Deauville déroule son tapis rouge : Roschdy Zem présidera le jury du Festival du cinéma américain

DEAUVILLE. À quelques semaines de voir les célèbres Planches retrouver l’effervescence des avant-premières et des flashes crépiter sous le soleil normand de septembre, le Festival du cinéma américain de Deauville dévoile le nom de celui qui guidera les débats de sa 52e édition. L’acteur et réalisateur Roschdy Zem présidera le jury du rendez-vous cinématographique du 4 au 13 septembre prochain.

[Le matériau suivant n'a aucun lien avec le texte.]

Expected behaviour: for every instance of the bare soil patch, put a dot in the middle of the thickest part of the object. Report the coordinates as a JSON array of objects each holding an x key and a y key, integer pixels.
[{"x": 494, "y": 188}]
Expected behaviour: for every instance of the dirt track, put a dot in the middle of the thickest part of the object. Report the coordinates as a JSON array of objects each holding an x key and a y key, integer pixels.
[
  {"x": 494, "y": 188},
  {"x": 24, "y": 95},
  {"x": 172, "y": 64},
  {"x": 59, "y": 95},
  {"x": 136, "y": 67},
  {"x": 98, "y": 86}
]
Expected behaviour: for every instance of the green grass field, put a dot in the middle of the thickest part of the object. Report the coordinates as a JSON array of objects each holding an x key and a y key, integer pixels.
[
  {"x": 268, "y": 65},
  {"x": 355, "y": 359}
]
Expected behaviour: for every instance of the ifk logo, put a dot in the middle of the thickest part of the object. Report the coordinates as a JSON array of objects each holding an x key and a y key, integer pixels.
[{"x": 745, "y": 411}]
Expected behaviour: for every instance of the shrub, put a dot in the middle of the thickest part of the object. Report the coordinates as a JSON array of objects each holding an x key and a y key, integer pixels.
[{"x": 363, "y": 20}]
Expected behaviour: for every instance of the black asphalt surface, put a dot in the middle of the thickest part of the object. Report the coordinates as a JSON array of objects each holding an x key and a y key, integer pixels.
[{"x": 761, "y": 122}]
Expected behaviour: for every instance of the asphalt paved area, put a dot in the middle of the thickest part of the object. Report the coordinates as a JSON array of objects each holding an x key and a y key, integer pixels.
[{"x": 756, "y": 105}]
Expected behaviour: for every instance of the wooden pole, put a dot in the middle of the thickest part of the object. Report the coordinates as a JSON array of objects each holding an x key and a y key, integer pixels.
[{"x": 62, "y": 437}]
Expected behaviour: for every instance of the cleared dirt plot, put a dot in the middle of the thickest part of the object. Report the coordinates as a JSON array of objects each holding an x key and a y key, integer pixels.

Figure incontournable du cinéma français, Roschdy Zem succède à l’actrice Golshifteh Farahani à la tête d’un jury particulièrement attendu. Un choix qui incarne à la fois l’exigence artistique et l’ouverture sur un cinéma populaire, engagé et profondément humain.

À 60 ans, l’acteur affiche un parcours impressionnant, construit loin des raccourcis et des effets de mode. Révélé dans le cinéma d’auteur des années 1990, il a su conquérir un public toujours plus large à travers des films devenus emblématiques comme Chouchou ou 36 Quai des Orfèvres. Sa carrière prend une dimension internationale en 2006 lorsque le casting masculin d’Indigènes reçoit le Prix d’interprétation collective au Festival de Cannes.

Avec sa voix grave et sa présence magnétique, Roschdy Zem a longtemps incarné des policiers, des hommes de terrain ou des personnages taiseux. Mais au fil des années, son registre s’est enrichi de rôles plus intimes et sensibles. Une évolution récompensée en 2020 par le César du meilleur acteur pour son interprétation bouleversante dans Roubaix, une lumière d’Arnaud Desplechin.

L’année 2025 a confirmé sa place parmi les visages majeurs du cinéma français avec 13 jours, 13 nuits, réalisé par Martin Bourboulon, où il interprète un acteur central de l’évacuation des réfugiés afghans depuis Kaboul à l’été 2021.

Mais Roschdy Zem ne se limite pas au jeu d’acteur. Derrière la caméra, il a signé six longs-métrages remarqués, parmi lesquels Persona Non Grata et Les Miens, salués pour leur regard sensible sur les liens familiaux et les fractures contemporaines.

Sa nomination donne déjà le ton d’une édition qui promet de mêler découvertes américaines, grands récits et émotions partagées. Dans l’écrin de Deauville, entre mer, sable et cinéma, le président du jury aura la lourde tâche de départager les œuvres en compétition. Une mission à la hauteur d’un artiste dont le parcours reflète, depuis plus de trente ans, toute la richesse et la diversité du septième art.

En septembre, les projecteurs se tourneront vers l’Amérique. Mais cette année, ils éclaireront aussi l’une des personnalités les plus respectées du cinéma français.